B’rachah means blessing.
But what does blessing mean? In most places in the Hebrew Bible (the Tanach), blessed means to kneel in adoration before God, or to receive a benefit from God.
In the 1st chapter in Genesis, on the sixth day of Creation, God ascribed a blessing to Adam and Eve, charging them with being fruitful and stewarding His creation. They were recipients of a blessing from God that was to be poured out on the work of God’s hands.
In a religious context, “to bless” is commonly defined as bestowing divine assistance, favor, or power on someone. Thus, “blessing presupposes a benefactor [God, who grants the blessing] and a recipient, and not infrequently there is a mediator who pronounces or confers the prospect of blessing from God to a human recipient.” In ancient Israel, this “mediator” who verbalized “the prospect of blessing” was most often a prophet or priest. Dana M. Pike, “’I Will Bless the LORD at All Times’: Blessing God in the Old Testament.”
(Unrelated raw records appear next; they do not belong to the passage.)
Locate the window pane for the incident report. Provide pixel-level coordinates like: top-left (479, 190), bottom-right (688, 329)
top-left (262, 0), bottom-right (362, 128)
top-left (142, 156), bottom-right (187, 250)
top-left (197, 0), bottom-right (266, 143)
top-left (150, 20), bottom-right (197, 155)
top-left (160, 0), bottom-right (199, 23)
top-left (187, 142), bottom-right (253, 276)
God has bestowed blessing on all of His creation in a general dispensation of His grace. Yet, in some instances, He gave special blessings to certain people.
An interesting aspect of this is that when God blessed certain people, He gave them the authority to bless others.
“Then God appeared to Jacob again, when he came from Padan Aram, and blessed him. And God said to him, “Your name is Jacob; your name shall not be called Jacob anymore, but Israel shall be your name.” So He called his name Israel. Also God said to him: “I am God Almighty. Be fruitful and multiply; a nation and a company of nations shall proceed from you, and kings shall come from your body. The land which I gave Abraham and Isaac I give to you; and to your descendants after you I give this land (Genesis 35:9-12 NKJV).”
God Almighty also declared to Abraham “Veheyei berachah–You will be a blessing.” Because of that, Abraham was allowed the Divine right to bless whomever he wished. Through him, the world now had a model of how people were to bless each other.
“And Abraham gave all that he had to Isaac. But Abraham gave gifts to the sons of the concubines which Abraham had; and while he was still living he sent them eastward, away from Isaac his son, to the country of the east (Genesis 25:5-6).”
When Abraham gave Isaac “all that he possessed,” it wasn’t simply his material wealth that he transferred to his son. He also passed on his spiritual wealth, in fact, the very essence of who he was became Isaac’s possession. Abraham’s world view, his personality, even his own demeanor, he bequeathed entirely to Isaac. Of immensely more value than his cattle, sheep, and other material riches, Abraham gave Isaac the most valuable thing anyone can give to anyone else. And then he gave Isaac the right to bless others as he willed.
The blessing—b’racach of God—means that each believer is privileged to receive God’s favor and thus become himself an extension of God’s grace.